Author: Galit Hasan-Rokem
Publisher: Oxford University Press
Published: 1996-11-28
Total Pages: 340
ISBN-13: 0195356322
DOWNLOAD EBOOKThis book collects eighteen previously unpublished essays on the riddle--a genre of discourse found in virtually every human culture. Hasan-Rokem and Shulman have drawn these essays from a variety of cultural perspectives and disciplines; linguists, anthropologists, folklorists, and religion and literature scholars consider riddling practices in Hebrew, Finnish, Indian languages, Chinese, and classical Greek. The authors seek to understand the peculiar expressive power of the riddle, and the cultural logic of its particular uses; they scrutinize the riddle's logical structure and linguistic strategies, as well as its affinity to neighboring genres such as enigmas, puzzles, oracular prophecy, proverbs, and dreams. In this way, they begin to answer how riddles relate to the conceptual structures of a particular culture, and how they come to represent a culture's cosmology or cognitive map of the world. More importantly, these essays reveal the human need for symbolic ordering--riddles being one such form of cultural ritual.

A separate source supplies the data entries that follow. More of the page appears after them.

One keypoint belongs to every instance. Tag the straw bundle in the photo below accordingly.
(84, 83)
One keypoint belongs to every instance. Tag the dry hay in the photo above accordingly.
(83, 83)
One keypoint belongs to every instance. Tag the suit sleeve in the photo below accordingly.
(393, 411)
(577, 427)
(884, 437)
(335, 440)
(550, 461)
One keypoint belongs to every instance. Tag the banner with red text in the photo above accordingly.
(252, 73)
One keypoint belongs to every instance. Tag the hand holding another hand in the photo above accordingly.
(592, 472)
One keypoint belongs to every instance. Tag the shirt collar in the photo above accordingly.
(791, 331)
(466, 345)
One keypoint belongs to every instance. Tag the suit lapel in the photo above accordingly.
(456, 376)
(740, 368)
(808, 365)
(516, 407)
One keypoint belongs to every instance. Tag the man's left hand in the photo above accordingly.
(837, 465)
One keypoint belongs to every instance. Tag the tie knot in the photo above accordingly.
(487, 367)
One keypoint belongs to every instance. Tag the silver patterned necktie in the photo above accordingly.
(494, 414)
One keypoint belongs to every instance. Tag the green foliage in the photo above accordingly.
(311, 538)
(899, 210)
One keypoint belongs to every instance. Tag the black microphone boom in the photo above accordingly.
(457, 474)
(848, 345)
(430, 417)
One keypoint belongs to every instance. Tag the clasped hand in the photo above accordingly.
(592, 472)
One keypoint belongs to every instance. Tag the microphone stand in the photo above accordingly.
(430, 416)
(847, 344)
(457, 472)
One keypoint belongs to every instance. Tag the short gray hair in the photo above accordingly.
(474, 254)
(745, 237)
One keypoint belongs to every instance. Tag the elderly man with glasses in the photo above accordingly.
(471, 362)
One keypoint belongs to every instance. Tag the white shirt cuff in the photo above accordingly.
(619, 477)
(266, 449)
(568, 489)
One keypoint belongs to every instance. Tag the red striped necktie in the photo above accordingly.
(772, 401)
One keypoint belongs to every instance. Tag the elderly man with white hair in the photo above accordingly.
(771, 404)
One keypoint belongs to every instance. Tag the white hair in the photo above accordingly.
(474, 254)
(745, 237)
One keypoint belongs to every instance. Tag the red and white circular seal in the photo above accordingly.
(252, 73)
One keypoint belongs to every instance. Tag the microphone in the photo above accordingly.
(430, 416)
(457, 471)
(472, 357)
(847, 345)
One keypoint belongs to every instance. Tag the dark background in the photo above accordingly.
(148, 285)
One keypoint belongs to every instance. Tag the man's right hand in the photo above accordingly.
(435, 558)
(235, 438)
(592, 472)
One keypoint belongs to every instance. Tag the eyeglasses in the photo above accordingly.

Author: International Committe for Social Sciences
Publisher: Taylor & Francis
Published: 1967-04
Total Pages: 356
ISBN-13: 9780422802406
DOWNLOAD EBOOKFirst published in 1967. Routledge is an imprint of Taylor & Francis, an informa company.
Author: Annette Lassen
Publisher: Taylor & Francis
Published: 2021-12-24
Total Pages: 309
ISBN-13: 1000469824
DOWNLOAD EBOOKThis book is about the Old Norse god Odin. It includes references to all occurrences of Odin in the Old Norse/Icelandic texts, including Saxo’s Gesta Danorum, the eddic poems, Snorri’s Edda, and Ynglinga saga and analyses the high medieval reception and literary representations of Odin rather than the religious character of the god. This is the only existing study of Odin in all the Old Norse/Icelandic texts and applies a contextual method: the different guises of Odin are studied on the basis of the various textual contexts and on their background in the literary and Christian intellectual milieu of the time. Contrary to existing studies, this method is non-reductive in that it does not aim at providing a synthesis about Odin’s original nature on the basis of the differing textual uses of Odin in the Middle Ages. The book argues that the perceived complexity of Odin, often highlighted in research, is first and foremost a function of the complex textual material spanning a wide variety of genres each with its particular literary conventions and of the reception of Odin in early modern and modern mythological studies.